Ironically, one of the best ways we can influence climate change is via markets and capitalism. Markets are driven by prices and so it’s important costs and benefits are priced as clearly as possible if those markets are to deliver sustainable outcomes.
As ANZ Chief Economist Richard Yetsenga notes, for meaningful action on climate change “the price of carbon-intensive consumption must rise or availability fall relative to low-carbon consumption. This could be through a price signal such as interest rates, product prices or an exclusionary policy which overtly limits some types of consumption”.
This hasn’t been the case with climate as the costs of global warming have not been factored into prices while policies too often fail to recognise the long-term benefits of sustainable solutions. A climate which reduces natural disasters and limits the forced movement of populations is a better economic outcome.
Globally, one of the simplest and most effective market mechanisms has been a price on carbon.
Financial regulators have no doubt. According to Christine Lagarde, the president of the European Central Bank (ECB), “an orderly transition to carbon neutral entails greater costs in the near term, but these are far outweighed over the longer term by lower physical risks and higher output”.
“It is a no-brainer option. We need to take action. Even a disorderly transition, where policies are enacted in a haphazard way or before green technologies are fully mature, is still less costly than sitting down and watching and there being no transition at all. The long-run benefits from acting early on climate are clear.”
But beyond climate, distorted pricing is the root cause of the current crisis in capitalism. Economic rents which are pernicious - and typically favour the rich and powerful - have not been properly taxed.
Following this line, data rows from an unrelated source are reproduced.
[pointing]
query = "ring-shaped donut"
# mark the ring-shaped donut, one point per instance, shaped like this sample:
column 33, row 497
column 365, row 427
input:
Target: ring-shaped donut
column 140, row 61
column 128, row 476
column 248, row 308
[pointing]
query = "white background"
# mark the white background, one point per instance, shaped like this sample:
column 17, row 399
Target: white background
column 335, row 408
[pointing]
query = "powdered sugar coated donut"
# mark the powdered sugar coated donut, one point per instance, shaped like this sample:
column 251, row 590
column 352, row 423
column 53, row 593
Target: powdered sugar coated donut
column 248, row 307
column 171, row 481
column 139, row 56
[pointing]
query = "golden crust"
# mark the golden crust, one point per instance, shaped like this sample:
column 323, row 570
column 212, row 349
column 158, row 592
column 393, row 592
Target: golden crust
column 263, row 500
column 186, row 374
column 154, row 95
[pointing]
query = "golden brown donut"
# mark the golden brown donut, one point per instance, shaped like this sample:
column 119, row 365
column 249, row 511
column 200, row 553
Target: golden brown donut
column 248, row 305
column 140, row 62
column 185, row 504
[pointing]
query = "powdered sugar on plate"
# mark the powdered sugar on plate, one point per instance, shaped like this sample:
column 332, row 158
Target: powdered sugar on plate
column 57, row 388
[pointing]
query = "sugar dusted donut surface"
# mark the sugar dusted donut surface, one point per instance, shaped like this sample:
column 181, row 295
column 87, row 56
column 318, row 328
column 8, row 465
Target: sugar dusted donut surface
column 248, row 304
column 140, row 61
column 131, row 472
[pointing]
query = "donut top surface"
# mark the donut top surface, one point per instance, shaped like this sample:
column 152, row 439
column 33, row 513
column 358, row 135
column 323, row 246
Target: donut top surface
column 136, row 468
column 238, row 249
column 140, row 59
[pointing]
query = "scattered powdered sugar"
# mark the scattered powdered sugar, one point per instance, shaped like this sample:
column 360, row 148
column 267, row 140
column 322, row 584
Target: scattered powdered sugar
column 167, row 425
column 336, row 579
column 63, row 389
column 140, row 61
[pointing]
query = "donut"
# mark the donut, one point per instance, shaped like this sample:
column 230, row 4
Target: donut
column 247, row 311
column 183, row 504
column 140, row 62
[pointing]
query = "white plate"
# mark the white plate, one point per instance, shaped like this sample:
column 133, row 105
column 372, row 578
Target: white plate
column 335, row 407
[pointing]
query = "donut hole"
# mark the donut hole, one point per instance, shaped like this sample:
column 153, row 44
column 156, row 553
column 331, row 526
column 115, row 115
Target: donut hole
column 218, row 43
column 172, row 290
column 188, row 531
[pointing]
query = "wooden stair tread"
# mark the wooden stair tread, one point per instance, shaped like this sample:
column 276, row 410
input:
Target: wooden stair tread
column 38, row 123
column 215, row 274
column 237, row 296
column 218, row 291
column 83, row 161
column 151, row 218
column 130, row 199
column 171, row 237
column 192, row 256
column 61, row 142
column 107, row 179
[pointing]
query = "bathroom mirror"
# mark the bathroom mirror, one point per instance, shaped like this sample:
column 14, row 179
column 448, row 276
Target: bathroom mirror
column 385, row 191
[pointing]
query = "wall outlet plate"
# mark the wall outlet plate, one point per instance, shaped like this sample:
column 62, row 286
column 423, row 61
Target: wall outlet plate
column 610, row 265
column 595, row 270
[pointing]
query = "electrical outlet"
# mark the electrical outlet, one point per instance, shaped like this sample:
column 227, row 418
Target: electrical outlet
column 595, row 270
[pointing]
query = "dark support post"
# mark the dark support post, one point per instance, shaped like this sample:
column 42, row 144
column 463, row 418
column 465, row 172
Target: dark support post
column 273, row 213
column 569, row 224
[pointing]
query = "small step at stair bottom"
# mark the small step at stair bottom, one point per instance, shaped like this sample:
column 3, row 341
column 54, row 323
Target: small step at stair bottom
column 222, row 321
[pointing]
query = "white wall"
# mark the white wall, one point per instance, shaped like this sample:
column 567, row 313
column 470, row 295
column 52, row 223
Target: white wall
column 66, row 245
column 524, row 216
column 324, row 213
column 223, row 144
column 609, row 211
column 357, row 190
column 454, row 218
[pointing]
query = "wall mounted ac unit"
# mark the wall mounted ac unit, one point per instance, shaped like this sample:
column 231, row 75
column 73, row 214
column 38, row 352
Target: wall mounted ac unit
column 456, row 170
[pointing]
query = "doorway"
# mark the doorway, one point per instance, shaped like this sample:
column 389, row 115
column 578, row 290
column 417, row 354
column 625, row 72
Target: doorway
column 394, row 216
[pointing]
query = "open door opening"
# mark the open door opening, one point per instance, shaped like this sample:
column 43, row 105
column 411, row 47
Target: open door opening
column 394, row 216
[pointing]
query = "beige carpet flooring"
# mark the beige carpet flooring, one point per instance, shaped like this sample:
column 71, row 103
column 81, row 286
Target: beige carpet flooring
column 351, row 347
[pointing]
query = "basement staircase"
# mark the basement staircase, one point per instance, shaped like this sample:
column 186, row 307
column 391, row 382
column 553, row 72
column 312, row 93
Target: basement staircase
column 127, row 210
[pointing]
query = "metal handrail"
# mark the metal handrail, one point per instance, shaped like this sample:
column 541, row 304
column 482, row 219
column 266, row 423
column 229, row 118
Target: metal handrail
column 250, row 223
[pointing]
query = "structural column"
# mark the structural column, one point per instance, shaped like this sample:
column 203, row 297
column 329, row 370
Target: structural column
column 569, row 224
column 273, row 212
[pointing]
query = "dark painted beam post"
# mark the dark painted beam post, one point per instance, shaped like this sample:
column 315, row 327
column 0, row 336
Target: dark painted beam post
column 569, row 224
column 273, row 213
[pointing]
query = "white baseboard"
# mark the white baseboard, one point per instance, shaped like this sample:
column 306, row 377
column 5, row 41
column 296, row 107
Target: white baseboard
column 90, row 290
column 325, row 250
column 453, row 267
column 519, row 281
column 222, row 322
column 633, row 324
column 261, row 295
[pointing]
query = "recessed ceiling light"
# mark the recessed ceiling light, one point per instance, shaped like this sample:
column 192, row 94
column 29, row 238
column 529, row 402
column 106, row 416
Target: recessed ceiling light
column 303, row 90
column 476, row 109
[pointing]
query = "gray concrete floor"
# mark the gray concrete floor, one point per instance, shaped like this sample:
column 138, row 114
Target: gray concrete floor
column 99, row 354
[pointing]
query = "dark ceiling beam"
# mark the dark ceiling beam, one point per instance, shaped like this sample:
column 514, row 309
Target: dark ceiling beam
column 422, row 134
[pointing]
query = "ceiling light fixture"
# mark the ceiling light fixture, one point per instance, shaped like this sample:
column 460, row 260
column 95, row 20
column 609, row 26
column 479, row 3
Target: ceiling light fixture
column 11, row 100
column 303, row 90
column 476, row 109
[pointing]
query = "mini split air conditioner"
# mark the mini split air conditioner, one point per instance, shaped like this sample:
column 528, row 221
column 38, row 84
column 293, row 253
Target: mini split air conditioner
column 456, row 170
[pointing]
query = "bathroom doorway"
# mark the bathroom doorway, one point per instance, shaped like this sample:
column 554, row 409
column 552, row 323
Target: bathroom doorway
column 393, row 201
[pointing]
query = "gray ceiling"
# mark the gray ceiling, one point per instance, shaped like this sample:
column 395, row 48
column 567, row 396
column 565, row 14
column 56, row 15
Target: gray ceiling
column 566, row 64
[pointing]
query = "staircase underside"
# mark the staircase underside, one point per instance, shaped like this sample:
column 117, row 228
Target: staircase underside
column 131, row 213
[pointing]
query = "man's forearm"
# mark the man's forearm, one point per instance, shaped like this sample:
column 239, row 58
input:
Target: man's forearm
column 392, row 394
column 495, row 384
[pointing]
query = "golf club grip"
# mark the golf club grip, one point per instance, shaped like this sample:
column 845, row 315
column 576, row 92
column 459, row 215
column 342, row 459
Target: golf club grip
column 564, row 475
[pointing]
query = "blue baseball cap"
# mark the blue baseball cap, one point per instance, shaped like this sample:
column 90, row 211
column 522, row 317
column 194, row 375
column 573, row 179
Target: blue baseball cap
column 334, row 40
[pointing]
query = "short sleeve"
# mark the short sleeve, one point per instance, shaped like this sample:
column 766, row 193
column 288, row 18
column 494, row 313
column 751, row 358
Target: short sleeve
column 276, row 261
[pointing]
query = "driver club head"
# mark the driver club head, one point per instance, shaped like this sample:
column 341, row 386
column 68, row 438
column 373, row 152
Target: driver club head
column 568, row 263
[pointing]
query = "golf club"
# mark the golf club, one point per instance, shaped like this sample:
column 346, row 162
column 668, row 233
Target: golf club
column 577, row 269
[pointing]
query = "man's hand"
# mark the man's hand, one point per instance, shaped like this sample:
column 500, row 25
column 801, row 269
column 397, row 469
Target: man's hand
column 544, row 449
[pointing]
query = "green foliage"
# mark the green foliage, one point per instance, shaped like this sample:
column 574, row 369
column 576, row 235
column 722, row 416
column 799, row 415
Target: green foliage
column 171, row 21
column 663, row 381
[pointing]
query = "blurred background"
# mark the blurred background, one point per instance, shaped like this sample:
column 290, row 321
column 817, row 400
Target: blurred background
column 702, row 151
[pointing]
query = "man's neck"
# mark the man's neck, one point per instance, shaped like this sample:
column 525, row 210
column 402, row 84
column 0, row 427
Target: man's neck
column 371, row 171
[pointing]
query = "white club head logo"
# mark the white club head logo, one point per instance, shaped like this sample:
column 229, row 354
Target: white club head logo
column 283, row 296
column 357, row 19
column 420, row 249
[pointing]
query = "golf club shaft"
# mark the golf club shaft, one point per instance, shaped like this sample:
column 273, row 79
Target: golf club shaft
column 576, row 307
Policy is too often driven by vested interests - not the best social outcomes.
Addressing these distortions to better recognise costs is behind the latest reformation process known as “stakeholder capitalism”. This is hardly new thinking because distortions in market economies are hardly a new phenomenon.
The father of modern economics, Adam Smith, argued the “invisible hand” behind markets enriched the whole of society, not exclusive individuals or individual groups – such as shareholders. While each agent acted in their own self-interest, transparent markets and rational pricing of costs and benefits directed capital and human action towards long term sustainability.
It was only in the 1970s with Milton Friedman’s argument around the moral obligation of corporations to maximise profits for one category of stakeholders – shareholders - that the broader perspective was lost. Friedman was not wrong but his acolytes failed to recognise if shareholders are to benefit in the long term customers must be fairly treated, employees must be properly valued – if for no other reason that good ones will leave if they’re not – and societies must grow wealthier in aggregate not inequality.
Whether it’s called stakeholder capitalism or triple bottom line or corporate social responsibility, the essence is the same: everyone, including shareholders, has more opportunity to prosper in sustainable, equitable societies. And healthy capitalism will promote that with appropriate price signals.
Unfortunately, after the global financial crisis, decades of global warming and now the pandemic, markets are becoming more distorted and wealth inequality is rising. This is not just morally wrong but unsustainable economically.
Research from McKinsey & Co found 87 per cent of people who were asked about the role of companies declared they should create value for multiple interests, not just make profits. Ignoring this is a manifesto for social unrest. Every company requires a social licence to operate.
Meanwhile, flipped the other way, the intricate nature of a corporation’s deep enmeshment in society is clear. McKinsey’s Michael Birshan says “value flows from corporations to households through eight different pathways”.
“If you take a dollar of revenue that the average corporation generates, 25 cents of that flows through as labour income: wages, salaries, and other benefits to employees. Seven cents of that dollar goes to capital income, meaning dividends, share buybacks, and interest payments to debtholders. Six cents goes to investment - earnings that are retained to be invested in new productive assets - and four cents to production and corporate taxes.
“The remaining 58 cents goes to supplier payments, which then result in labour income, capital income, investment, and tax pathways for those supplier companies.”
Other research from McKinsey found across 10 countries that account for about 60 per cent of global gross domestic product (GDP) – including Australia - the historic link between the growth of net worth and the growth of GDP no longer holds.
“While economic growth has been tepid over the past two decades in advanced economies, balance sheets and net worth that have long tracked it have tripled in size,” McKinsey found. “This divergence emerged as asset prices rose - but not as a result of 21st-century trends like the growing digitisation of the economy.”
Wealth disparity is growing at a macro level and those for whom the pandemic and climate change have been most damaging are suffering the most. Benefits are accruing to those with existing capital while labour is being under-priced.
“Asset values are now nearly 50 percent higher than the long-run average relative to income,” McKinsey says. “And for every $1 in net new investment over the past 20 years, overall liabilities have grown by almost $4, of which about $2 is debt.”
The wealthy are benefitting from what economists call “negative externalities” – damaging collateral effects - which are lowering GDP but being paid for by the less wealthy.